Web – Era un po’ di tempo che non si sentiva più parlare di hacker, o almeno, non così: a prescindere da una valutazione critica sulle azioni degli ultimi giorni e sui reali obiettivi, così, a caldo, mi fa piacere. Fa piacere veder riapparire pagine dallo sfondo nero con proclami dal delirante al simpatico, fa piacere rileggere un certo gergo che si gingilla tra shadowaggi e pagine rinominate , fa piacere vedere che comunque un certo modo di protestare (a torto o a ragione) non è andato perso nei meandri della rete che – ahimé – per metà dei suoi frequentatori coincide con quattro portali.

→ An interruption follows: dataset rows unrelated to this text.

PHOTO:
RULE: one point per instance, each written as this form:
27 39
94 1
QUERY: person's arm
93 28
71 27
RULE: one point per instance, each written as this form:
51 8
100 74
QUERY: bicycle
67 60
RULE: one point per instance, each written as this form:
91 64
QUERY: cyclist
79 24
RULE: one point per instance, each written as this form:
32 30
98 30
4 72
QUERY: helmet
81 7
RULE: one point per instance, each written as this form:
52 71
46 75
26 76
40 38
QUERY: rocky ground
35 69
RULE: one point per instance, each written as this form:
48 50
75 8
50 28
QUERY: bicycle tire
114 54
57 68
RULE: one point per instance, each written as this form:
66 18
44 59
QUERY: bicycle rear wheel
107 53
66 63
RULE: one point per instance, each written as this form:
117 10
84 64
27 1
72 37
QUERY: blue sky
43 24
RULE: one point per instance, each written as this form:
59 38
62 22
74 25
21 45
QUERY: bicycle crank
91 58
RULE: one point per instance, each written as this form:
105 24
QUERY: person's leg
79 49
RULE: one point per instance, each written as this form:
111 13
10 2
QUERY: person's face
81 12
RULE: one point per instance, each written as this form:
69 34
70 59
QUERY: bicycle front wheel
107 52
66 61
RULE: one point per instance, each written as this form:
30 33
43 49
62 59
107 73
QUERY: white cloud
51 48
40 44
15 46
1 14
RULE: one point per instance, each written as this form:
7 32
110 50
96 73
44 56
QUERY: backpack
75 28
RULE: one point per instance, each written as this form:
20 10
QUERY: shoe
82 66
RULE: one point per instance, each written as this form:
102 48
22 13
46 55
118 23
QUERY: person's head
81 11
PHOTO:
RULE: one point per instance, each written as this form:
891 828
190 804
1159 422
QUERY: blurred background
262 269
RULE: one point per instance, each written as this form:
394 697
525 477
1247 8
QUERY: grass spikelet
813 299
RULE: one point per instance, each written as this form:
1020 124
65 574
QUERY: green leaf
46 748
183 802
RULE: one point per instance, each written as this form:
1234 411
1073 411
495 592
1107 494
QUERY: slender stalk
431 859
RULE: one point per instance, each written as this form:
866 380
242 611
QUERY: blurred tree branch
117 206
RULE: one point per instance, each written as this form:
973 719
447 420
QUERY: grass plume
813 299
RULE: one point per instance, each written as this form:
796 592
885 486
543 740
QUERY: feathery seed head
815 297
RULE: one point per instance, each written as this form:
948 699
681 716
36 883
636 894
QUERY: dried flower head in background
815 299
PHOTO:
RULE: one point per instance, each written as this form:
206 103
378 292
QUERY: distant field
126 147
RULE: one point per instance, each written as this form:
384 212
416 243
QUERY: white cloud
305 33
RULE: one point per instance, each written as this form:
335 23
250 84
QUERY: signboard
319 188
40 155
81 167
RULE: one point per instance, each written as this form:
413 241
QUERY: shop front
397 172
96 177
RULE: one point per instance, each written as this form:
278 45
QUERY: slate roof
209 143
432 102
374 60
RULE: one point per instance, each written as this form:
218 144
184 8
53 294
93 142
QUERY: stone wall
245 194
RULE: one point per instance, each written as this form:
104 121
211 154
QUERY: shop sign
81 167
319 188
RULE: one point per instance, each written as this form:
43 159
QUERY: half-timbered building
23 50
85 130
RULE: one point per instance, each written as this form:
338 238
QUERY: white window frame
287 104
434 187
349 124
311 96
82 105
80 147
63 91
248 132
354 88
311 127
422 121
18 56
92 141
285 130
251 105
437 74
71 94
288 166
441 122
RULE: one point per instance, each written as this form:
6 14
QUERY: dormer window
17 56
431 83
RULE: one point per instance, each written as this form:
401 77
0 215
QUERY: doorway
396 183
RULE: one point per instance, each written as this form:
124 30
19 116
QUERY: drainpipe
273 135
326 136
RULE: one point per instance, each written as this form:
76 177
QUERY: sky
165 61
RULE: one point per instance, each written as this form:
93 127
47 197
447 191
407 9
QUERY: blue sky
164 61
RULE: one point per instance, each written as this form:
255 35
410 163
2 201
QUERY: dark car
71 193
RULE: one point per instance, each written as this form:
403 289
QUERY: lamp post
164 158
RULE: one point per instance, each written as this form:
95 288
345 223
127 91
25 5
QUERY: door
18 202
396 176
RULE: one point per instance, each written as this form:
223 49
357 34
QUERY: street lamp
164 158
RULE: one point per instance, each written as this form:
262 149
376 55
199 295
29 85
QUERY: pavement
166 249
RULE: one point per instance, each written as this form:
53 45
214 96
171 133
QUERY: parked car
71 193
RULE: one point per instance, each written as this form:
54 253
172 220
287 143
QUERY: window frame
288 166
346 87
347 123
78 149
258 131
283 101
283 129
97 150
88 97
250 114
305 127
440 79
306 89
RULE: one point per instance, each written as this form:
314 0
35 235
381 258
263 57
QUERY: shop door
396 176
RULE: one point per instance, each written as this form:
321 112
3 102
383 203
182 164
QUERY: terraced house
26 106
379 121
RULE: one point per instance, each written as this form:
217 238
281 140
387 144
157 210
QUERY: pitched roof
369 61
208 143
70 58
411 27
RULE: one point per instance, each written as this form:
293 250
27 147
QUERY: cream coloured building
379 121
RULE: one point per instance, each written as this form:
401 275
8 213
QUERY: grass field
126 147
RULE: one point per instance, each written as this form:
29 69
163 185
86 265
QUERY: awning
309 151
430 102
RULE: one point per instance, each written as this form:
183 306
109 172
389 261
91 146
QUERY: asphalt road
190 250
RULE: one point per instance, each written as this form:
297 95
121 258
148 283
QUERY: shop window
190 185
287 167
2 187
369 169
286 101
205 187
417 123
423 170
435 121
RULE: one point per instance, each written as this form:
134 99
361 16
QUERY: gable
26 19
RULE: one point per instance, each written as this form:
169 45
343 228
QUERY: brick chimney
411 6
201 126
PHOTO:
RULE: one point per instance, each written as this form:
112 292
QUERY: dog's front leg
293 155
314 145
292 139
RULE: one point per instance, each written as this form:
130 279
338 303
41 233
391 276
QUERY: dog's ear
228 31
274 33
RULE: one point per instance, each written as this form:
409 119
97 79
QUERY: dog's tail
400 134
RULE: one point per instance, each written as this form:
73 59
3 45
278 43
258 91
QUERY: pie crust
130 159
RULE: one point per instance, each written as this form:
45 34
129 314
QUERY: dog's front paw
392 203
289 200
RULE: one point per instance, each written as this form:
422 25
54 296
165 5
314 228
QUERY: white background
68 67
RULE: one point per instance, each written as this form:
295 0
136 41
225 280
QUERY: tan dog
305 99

Chi in questi giorni ha bucherellato siti piccoli e grandi, probabilmente con ben altro per la testa, ha fatto a qualcuno un regalo non da poco: uno squarcio su Internet non così com’era, ma com’è ancora oggi appena varcata la rassicurante soglia di quei siti che stanno cercando di normalizzarla. Molti si saranno scandalizzati, tantissimi si saranno spaventati, confondendo le modifiche fatte a un sito con i possibili danni al proprio computer; qualcuno – fosse anche uno solo – si sarà fatto qualche domanda con la possibilità di arrivare a una risposta diversa da quelle preconfezionate.
Da questo punto di vista, poco importa se questi hacker (o cracker) sono o no contro il G8 , come è subito piaciuto credere alla stampa affamata di semplificazioni. E’ che è difficile, anche per i più algidi osservatori delle umane questioni, non mettere in relazione la passione che spinge a bucare un sito con l’ansia di spazi liberi da filtri e da censure per dire la propria opinione, qualunque essa sia, fosse anche l’ultima delle cretinate.
Se c’è un momento storico per tifare per un ritorno in grande stile degli hacker è questo, ma non per protestare contro il G8, protesta già in copertina. Bucare un sito e pubblicare una propria pagina ovunque lo si voglia è un modo più efficace di tanti altri per ribadire che non servono leggi, non servono regolamenti, non servono sequestri di siti . A molti, il comportamento degli hacker può non piacere: per ridimensionarne la necessità può bastare garantire in tutto il mondo il pieno diritto all’espressione del proprio pensiero, qualunque esso sia.